Screening and Diagnosis of Lung Nodules

Pulmonary (lung) nodules are detected by chest X-ray or CT scan performed for purposes other than lung cancer screening in patient with no known history of cancer.
Prior to this year, lung nodules were followed with surveillance CT scans at three to six month intervals until no changes had been observed for two years, and the nodules were then classified as benign. This approach did not take into account low risk patients who were less than 35 years-old, nonsmokers, and without previous history of cancer. Latest research shows no benefit to such frequent imaging in this group of patients. When indicated, providers may order additional tests to further characterize these nodules.
Computed Tomography scan (CT scan)
CT scans, including low-dose spiral CT scans, are used to provide information about nodules including size, growth rate, and morphology. In recent years, CT scans have become so advanced as to detect nodules as small as one to two mm in diameter. In a CT screening trial by the Mayo Clinic it was reported that less than one percent of nodules less than five mm in patients without previous cancer history were malignant. Further research found that in following nodules less than five mm, no delay in diagnosis was made by obtaining follow up CT study in 12 months, as opposed to the traditional three to six months.
Positron Emission Tomograph (PET)
PET scans detect metabolically active cells (cells that are actively reproducing), such as cancer cells.  To perform a PET scan, a tracer is used, usually 18 F-fluoro-2-deoxy-glucose (FDG).  This radioactive sugar is injected into the bloodstream.  Metabolically active cells take up the sugar.  The PET scan takes pictures and areas of increased metabolism are highlighted.

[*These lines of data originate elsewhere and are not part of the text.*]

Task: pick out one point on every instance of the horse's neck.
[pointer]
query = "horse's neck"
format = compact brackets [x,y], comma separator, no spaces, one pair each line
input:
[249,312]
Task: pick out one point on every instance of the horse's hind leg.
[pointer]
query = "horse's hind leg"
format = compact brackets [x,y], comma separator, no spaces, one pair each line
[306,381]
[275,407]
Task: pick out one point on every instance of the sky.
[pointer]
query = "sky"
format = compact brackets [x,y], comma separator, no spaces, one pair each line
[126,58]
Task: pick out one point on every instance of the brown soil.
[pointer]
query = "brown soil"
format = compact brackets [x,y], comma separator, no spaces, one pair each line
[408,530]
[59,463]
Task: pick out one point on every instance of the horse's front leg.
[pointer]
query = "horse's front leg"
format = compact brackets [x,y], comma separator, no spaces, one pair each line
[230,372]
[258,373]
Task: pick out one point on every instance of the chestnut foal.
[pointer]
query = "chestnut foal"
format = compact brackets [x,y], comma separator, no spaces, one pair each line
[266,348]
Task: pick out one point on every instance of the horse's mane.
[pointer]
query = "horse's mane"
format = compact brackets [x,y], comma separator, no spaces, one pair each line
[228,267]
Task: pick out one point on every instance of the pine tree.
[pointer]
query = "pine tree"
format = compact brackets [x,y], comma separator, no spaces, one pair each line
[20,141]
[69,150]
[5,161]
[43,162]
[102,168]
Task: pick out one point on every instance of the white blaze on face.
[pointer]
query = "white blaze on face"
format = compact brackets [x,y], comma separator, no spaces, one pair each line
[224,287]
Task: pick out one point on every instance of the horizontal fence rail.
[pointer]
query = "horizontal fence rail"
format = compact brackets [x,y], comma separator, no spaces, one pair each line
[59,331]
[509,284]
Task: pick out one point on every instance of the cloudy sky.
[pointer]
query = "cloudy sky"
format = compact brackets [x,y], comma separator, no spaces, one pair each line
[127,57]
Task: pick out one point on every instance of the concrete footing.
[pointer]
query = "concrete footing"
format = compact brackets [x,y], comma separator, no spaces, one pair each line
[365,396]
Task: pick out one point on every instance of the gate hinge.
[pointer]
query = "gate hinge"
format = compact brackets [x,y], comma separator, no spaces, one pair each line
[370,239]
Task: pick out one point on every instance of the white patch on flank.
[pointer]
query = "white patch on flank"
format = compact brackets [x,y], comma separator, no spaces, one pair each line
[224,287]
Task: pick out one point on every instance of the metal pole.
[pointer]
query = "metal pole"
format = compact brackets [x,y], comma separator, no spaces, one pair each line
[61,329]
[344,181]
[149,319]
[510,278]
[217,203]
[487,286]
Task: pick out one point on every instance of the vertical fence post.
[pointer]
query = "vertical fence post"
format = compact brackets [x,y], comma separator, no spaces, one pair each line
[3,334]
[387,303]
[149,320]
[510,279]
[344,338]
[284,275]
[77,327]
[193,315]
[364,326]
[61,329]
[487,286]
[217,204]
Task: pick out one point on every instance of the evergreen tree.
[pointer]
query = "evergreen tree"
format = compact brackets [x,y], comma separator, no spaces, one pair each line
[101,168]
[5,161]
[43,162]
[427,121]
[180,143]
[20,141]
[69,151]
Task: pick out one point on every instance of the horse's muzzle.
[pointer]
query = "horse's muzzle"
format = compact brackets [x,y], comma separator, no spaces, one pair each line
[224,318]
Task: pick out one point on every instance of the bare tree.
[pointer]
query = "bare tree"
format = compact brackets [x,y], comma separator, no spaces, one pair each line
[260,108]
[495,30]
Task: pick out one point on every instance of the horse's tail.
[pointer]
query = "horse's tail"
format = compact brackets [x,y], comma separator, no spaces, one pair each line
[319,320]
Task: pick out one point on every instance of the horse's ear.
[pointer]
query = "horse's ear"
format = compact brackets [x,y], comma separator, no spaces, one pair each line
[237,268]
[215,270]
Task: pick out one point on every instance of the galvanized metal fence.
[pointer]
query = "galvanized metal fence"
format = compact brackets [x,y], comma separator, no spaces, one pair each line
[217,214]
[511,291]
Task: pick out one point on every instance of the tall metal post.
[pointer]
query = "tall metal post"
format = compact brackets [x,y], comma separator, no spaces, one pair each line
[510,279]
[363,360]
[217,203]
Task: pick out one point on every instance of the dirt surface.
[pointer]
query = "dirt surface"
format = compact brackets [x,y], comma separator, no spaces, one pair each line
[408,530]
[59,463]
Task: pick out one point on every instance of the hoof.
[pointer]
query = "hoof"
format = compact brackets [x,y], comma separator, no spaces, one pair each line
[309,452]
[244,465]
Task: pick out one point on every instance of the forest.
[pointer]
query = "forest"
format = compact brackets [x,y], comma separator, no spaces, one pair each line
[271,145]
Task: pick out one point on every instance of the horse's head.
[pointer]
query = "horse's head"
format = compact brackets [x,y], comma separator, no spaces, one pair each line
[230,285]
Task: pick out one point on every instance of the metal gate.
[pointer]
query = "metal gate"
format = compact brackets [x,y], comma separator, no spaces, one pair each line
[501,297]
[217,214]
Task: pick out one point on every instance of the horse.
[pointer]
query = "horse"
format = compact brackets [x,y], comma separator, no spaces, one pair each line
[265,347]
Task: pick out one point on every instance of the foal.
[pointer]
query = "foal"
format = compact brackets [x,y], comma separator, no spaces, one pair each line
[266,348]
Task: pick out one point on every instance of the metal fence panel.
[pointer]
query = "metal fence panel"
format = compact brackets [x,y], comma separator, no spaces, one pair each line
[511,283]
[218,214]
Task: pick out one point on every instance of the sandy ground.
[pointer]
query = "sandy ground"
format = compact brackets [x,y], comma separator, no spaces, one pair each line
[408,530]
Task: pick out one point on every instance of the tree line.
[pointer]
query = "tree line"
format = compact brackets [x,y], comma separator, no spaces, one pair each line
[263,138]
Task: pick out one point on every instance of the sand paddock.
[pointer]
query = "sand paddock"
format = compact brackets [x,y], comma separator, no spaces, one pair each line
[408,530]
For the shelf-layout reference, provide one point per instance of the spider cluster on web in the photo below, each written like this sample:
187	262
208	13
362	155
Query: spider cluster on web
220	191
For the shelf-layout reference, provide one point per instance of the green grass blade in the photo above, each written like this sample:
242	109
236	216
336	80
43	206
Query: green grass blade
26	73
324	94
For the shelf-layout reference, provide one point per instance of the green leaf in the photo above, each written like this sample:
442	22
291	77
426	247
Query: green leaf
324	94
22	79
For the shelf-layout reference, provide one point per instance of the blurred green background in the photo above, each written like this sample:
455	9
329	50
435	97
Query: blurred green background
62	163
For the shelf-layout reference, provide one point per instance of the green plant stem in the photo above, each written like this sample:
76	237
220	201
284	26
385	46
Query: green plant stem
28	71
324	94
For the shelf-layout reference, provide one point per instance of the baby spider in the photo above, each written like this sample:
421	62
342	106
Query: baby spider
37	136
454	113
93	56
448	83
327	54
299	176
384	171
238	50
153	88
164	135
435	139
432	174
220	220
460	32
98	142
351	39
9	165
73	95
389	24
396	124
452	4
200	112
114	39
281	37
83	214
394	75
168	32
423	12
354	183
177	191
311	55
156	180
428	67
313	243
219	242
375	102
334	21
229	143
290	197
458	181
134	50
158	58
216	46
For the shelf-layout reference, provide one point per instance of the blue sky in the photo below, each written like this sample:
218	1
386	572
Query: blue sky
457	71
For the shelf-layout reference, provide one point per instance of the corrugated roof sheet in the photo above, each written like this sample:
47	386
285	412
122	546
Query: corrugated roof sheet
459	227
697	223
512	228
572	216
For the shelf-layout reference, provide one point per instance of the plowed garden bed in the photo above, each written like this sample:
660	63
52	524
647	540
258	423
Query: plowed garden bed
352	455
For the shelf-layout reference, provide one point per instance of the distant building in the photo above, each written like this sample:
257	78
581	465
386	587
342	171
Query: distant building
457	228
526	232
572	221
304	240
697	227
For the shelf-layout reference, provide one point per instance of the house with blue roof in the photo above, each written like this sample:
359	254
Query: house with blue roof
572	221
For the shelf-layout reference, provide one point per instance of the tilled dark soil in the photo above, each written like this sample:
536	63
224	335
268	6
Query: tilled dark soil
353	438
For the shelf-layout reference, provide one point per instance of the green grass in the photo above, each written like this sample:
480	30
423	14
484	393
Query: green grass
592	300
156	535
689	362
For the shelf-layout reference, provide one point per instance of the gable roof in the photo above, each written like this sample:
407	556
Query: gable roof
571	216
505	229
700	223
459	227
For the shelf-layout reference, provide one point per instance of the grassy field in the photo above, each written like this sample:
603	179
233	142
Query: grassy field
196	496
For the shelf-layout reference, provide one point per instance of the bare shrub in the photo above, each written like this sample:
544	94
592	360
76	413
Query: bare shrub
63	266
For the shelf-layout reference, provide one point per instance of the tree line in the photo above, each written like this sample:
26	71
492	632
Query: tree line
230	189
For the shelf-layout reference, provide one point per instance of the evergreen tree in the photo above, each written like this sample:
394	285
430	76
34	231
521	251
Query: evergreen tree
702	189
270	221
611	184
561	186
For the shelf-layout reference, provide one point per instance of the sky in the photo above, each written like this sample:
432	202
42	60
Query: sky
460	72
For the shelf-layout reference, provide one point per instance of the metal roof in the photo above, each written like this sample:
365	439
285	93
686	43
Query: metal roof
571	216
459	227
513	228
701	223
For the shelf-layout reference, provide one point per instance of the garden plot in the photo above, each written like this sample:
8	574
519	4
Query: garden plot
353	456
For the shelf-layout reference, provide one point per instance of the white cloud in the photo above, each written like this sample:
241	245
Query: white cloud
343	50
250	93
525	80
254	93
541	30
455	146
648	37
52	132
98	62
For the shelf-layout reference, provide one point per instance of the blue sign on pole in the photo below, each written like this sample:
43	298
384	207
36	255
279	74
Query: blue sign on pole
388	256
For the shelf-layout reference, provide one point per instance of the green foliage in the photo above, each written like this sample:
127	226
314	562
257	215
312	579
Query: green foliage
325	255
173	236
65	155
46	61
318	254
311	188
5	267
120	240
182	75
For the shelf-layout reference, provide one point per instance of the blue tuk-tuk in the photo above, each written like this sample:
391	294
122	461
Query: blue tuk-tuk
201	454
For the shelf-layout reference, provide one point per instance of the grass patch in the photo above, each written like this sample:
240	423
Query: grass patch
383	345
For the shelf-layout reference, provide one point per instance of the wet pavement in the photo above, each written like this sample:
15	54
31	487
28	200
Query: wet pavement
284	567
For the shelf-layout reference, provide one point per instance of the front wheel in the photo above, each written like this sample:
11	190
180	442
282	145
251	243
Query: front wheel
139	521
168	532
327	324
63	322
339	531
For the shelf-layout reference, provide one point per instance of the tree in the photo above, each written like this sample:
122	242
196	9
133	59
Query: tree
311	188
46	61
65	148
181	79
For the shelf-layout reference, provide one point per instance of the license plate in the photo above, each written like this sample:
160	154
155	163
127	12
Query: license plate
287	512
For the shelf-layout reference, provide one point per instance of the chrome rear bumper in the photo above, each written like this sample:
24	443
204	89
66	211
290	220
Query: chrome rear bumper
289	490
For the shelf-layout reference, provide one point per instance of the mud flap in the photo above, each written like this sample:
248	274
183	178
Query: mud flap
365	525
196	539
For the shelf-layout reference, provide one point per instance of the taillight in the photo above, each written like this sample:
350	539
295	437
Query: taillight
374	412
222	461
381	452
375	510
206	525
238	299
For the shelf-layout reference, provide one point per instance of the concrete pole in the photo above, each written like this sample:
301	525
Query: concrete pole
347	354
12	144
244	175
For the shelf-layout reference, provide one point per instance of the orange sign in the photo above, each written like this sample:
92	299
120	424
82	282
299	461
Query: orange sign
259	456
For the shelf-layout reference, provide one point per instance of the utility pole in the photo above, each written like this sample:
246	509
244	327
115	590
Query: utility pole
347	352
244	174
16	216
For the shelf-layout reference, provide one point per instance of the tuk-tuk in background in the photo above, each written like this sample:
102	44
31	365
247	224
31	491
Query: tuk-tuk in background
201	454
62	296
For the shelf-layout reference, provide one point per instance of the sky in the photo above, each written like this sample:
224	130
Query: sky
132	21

The sensitivity of a PET scan decreases significantly in nodules less than seven to eight mm.  It is most accurate for lesions at least one cm in size.  The PET scan is a helpful tool not only for assessing metabolic activity of a lesion, but for helping rule disease elsewhere in the body.  
Trans-Thoracic Needle Aspiration (TTNA)
TTNA is an outpatient procedure performed in radiology under CT guidance. A radiologist locates the lung lesion with the help of a CT scan and inserts a long, thin needle through the skin and into the lung in an attempt to obtain a sample of the lesion. The sample is then sent to the pathologist for diagnosis. Patients are given numbing medicine before the procedure to make them more comfortable.
Surgical Open Lung Biopsy using VATS
Surgical open lung biopsy occurs in the operating room under general anesthesia. This is most commonly done with tiny, five mm incisions, using video-assisted thoracoscopy (VATS). On occasion, if the nodule is too deep within the lung, a tiny wire is placed the moring of surgery next to the nodule using CT-guidance. The nodule is then resected by VATS in the operating room, again, using the tiny five mm incisions.